Dead Man's Shoes


Cast: Paddy Considine, Emily Aston, Gary Stretch
Director: Shane Meadows
Certificate: 18,
Cinema Release date: Ist Oct

Shane Meadows’ much anticipated fourth film (his last release being Once Upon a time in the Midlands) is a diversion into the world of horror but also reveals his great gift for storytelling as a thriller evolves that is both tragic but also very realistic.

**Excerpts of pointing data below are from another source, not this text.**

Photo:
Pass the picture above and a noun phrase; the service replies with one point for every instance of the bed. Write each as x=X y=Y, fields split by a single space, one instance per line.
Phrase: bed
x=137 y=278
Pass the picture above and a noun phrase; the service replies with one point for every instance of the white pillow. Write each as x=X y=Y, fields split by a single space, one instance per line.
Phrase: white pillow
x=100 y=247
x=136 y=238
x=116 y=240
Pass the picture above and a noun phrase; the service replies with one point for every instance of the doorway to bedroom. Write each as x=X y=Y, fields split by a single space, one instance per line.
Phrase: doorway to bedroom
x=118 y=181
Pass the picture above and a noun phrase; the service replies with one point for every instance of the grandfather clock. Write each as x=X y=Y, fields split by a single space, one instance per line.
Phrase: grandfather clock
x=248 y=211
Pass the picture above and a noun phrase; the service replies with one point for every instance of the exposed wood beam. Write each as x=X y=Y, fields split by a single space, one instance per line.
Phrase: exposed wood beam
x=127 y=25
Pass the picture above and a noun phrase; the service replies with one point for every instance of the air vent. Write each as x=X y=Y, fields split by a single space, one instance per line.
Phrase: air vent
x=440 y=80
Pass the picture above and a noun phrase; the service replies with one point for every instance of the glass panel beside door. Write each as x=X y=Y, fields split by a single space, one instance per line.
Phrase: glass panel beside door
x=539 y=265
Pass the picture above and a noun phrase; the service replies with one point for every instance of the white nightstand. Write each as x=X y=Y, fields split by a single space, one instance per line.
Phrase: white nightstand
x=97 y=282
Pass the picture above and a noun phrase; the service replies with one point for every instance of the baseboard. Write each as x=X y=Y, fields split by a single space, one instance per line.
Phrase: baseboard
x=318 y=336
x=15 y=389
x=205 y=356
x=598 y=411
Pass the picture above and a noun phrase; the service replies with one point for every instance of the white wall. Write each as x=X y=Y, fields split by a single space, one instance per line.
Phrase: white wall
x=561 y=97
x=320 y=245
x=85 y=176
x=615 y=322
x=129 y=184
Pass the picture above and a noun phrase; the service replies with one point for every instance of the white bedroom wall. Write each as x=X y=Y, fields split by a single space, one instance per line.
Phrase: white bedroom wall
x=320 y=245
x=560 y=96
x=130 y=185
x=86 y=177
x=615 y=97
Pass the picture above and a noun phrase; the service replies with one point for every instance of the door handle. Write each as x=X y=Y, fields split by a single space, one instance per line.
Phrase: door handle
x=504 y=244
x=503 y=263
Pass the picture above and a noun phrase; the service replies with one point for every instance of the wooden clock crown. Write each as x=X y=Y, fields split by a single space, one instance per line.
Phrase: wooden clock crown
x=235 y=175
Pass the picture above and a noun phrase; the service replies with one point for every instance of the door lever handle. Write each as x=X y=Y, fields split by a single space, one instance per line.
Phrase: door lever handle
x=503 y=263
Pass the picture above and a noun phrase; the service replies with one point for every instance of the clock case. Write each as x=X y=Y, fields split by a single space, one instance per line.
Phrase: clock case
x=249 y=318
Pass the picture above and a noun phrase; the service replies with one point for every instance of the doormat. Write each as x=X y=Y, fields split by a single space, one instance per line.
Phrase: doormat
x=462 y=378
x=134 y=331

In Once upon a time in the Midlands, a stranger played by Robert Carlyle heads back into town and causes romantic upset. Here, an older man played by Paddy Considine (In America and the soon-to-be-released My Summer of Love) comes back into town (to a home town in the midlands) with a more sinister aim since he appears to have a score to settle although we don’t know the whys or wherefores (yet). The stranger appears to be antagonistic towards a vicious local gang of drug-dealers and even though he is facing the might of a drugs gang alone, he appears to be fearless. That might have something to do with the fact that he’s come out of the military, even though he seems to be also a modest and kind man to those who are straight with him.

Gradually a story emerges of how this gang began to take the mickey out of the older man’s retarded brother and shows somewhat tragically how even the most intellectual characters can be guilty of harm simply through non-action.

Dead Man’s shoes is satisfyingly real and deserves to find a decent audience. Like all of Shane Meadows’ films, the dialogue co-written here by Considine who also took the lead to thrilling effect in Shane Meadows’ earlier film A Room for Romeo Brass, suits every scene and the film itself is well worth seeing for the satisfactory performances and Meadows’ fine ability to tell a good story.